It was during one of these back and forths making The Death Of Peace Of Mind that things got a little, er, combustible. Noah was sitting at the desk in his room, working on a heavy, pulsing interlude called What Do You Want From Me?. As he built its synth loop and layered in some industrial drums, the sounds he was making began to attract attention. Entranced by what they heard, Noah’s housemates got involved one at a time, adding opinions and parts into the mix. Jolly was the last to join, at which point the room was crammed, but not enough to stop this session from going on for two hours.
No-one remembers who smelled the smoke first. In the haze of creativity, the acrid aroma somehow passed everyone by until it became unmissable. Despite the cheapness of the speakers being used, upon inspection they hadn’t blown, so the group opened the doors to Noah’s bedroom, to be confronted by a dense cloud emanating from the bathroom. “There was a fan in there, which was so dusty it had caught fire,” recalls Jolly now. “We couldn’t stop it so the fire department had to come and take care of it. Weirdly, they actually turned up in about two minutes, before I’d even thought to call them.”
It appears that making music so captivating that you stop paying attention to your surroundings is what Bad Omens do. But what does Jolly consider their M.O. to be?
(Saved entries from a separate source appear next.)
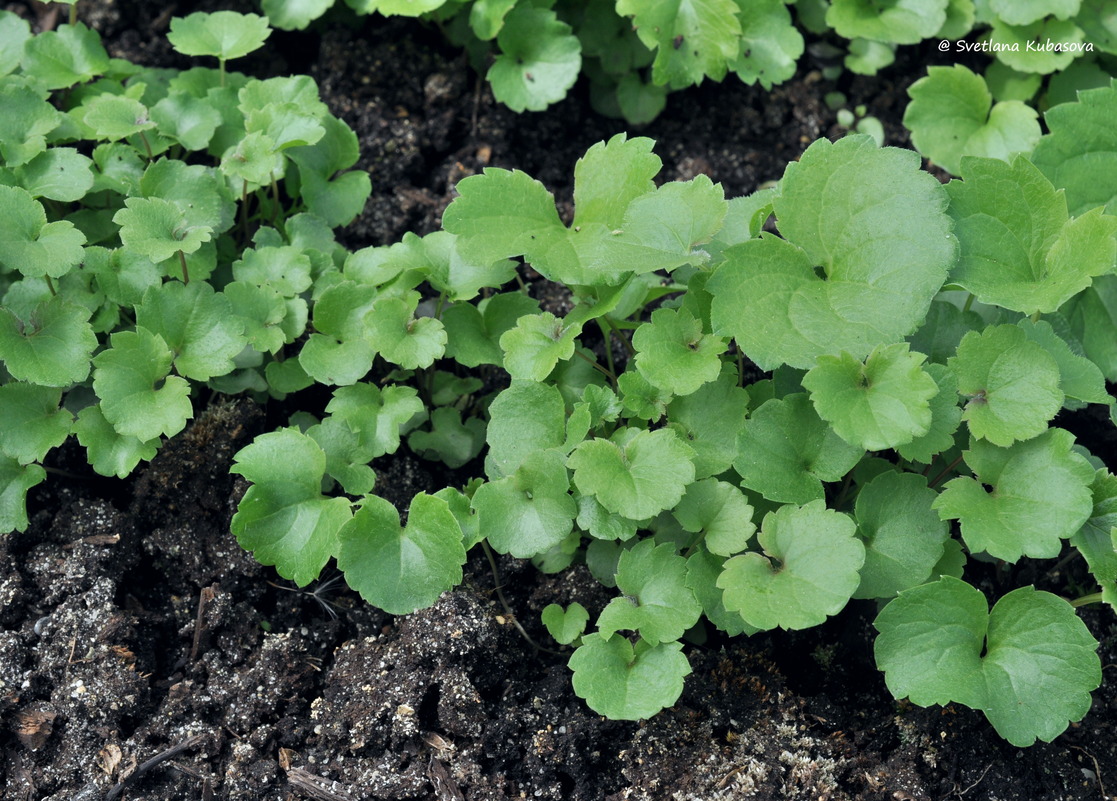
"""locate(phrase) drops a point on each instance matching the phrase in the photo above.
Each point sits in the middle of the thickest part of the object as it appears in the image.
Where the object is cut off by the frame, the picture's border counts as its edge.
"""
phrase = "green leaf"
(51, 347)
(222, 34)
(25, 124)
(691, 38)
(770, 44)
(1095, 540)
(1012, 384)
(531, 511)
(881, 403)
(1019, 248)
(198, 325)
(785, 450)
(1029, 665)
(628, 683)
(34, 423)
(952, 115)
(158, 229)
(904, 537)
(540, 59)
(15, 480)
(401, 569)
(819, 556)
(1080, 153)
(454, 442)
(901, 21)
(877, 227)
(674, 353)
(137, 394)
(60, 58)
(637, 473)
(111, 454)
(1039, 495)
(945, 416)
(565, 625)
(283, 518)
(657, 601)
(709, 420)
(59, 173)
(536, 344)
(721, 512)
(29, 244)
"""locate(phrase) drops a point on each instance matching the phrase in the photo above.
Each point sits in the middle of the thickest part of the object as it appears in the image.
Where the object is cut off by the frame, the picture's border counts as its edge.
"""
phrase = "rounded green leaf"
(1029, 665)
(637, 474)
(904, 537)
(401, 569)
(1012, 384)
(1040, 494)
(819, 556)
(627, 683)
(867, 247)
(881, 403)
(657, 601)
(137, 394)
(222, 34)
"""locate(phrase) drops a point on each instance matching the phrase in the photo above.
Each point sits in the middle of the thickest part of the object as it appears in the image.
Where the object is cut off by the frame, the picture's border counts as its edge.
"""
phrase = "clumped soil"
(143, 655)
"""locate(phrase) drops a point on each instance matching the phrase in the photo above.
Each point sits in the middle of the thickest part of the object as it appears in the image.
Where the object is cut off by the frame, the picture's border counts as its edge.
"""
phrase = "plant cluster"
(635, 51)
(732, 427)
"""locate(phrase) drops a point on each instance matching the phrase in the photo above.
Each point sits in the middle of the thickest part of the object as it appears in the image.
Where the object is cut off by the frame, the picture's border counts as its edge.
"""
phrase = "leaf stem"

“We’ve proved we can do whatever the fuck we want. That’s how we’re able to put R&B songs alongside metalcore songs,” reasons Jolly, with a caveat. “As long as we merge styles nicely, so it doesn’t sound weird and misplaced, that’s what we’re going to keep doing. It’ll be interesting to see what we do next, but I think we’ll always keep a foot in the heavy. We like rocking out and we’re decent at it, so if the songs are good they’ll be on the [next] record.”